Resumo: O presente trabalho tem como foco a caracterização da obsolescência programada como crime contra as relações de consumo. Trata-se de uma prática mercadológica em que os fornecedores, propositalmente, encurtam a vida útil de um determinado produto que simplesmente deixa de funcionar mesmo estando em boas condições. O mercado é movido pela insatisfação do consumidor, o qual sempre está em busca do produto mais moderno ou mais funcional. O Estado confere ao consumidor uma proteção especial através da Lei 8.078 de 1990, ao elencar em seu texto algumas infrações contra as relações consumeristas. Muito embora a prática da obsolescência fomente a economia ao gerar mais empregos, devido à produção ininterrupta por parte dos fornecedores, trata-se de um ilícito cometido pelos produtores. Concluímos que, não obstante não seja considerada crime pela lei, a obsolescência é uma prática nociva ao consumidor.

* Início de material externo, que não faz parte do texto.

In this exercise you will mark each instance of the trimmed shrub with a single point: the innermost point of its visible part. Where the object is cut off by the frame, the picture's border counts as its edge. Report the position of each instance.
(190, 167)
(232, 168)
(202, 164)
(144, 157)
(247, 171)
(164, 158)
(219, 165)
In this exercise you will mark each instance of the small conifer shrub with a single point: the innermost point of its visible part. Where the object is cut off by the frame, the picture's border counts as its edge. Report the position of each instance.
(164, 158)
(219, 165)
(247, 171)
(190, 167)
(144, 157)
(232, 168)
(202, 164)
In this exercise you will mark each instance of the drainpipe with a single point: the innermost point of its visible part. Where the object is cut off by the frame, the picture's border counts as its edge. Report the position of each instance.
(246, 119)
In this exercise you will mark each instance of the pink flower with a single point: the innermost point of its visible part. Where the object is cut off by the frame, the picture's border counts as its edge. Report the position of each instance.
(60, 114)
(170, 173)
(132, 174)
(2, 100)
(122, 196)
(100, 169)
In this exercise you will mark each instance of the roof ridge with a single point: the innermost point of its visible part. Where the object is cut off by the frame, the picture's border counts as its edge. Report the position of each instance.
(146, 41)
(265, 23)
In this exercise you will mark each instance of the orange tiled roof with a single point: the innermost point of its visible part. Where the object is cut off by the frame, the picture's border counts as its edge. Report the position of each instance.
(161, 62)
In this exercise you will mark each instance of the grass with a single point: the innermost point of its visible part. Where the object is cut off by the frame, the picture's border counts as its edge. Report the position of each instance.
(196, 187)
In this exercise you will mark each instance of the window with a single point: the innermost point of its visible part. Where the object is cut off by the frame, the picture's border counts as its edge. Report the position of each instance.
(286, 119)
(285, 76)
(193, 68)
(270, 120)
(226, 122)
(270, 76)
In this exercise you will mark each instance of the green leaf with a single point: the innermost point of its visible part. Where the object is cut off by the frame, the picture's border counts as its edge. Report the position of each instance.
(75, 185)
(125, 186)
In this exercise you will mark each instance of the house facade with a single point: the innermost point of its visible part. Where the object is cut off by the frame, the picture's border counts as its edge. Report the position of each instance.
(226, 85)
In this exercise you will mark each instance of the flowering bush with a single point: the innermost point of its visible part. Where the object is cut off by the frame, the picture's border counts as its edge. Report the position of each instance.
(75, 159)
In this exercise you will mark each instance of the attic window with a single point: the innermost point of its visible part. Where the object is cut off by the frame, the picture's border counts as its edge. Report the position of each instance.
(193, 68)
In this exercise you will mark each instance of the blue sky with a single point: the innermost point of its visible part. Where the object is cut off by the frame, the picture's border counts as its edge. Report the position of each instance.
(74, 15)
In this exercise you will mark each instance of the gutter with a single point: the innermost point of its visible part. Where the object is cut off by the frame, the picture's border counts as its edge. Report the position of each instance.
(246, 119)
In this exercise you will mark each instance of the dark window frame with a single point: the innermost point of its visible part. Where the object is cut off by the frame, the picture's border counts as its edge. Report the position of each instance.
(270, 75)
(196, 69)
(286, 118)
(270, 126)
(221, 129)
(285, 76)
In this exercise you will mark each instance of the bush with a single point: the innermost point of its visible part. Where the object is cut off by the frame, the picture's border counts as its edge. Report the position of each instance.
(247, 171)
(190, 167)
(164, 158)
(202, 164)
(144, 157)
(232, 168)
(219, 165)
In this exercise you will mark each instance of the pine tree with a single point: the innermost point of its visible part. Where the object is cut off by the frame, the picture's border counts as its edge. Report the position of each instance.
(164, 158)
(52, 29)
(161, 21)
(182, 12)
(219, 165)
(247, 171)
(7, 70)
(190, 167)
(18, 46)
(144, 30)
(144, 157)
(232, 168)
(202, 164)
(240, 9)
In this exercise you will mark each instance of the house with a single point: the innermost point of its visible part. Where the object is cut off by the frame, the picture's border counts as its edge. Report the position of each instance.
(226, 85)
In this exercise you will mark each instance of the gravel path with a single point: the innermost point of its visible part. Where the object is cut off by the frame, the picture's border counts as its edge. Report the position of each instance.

Palavras-chaves: Obsolescência Programada; Crimes; Relações de consumo
Abstract: The present work focuses on the characterization of programmed obsolescence as a crime against consumer relations. It's about a marketing practice that the suppliers purposely shorten the useful life of a product that simply stops working despite being in good condition. The market is moved by the consumers dissatisfaction which are always looking for the most modern products or more functional. The government provides special protection to the consumer through Law 8078 of 1990, which lists in its text some infractions against consumer relations. Although the obsolescence practice encourage the economy to create more employments, due to continuous production from suppliers, it's about an unlawful act committed by producers. We conclude that, although it is not considered a crime by law, obsolescence is a practice harmful to the consumer.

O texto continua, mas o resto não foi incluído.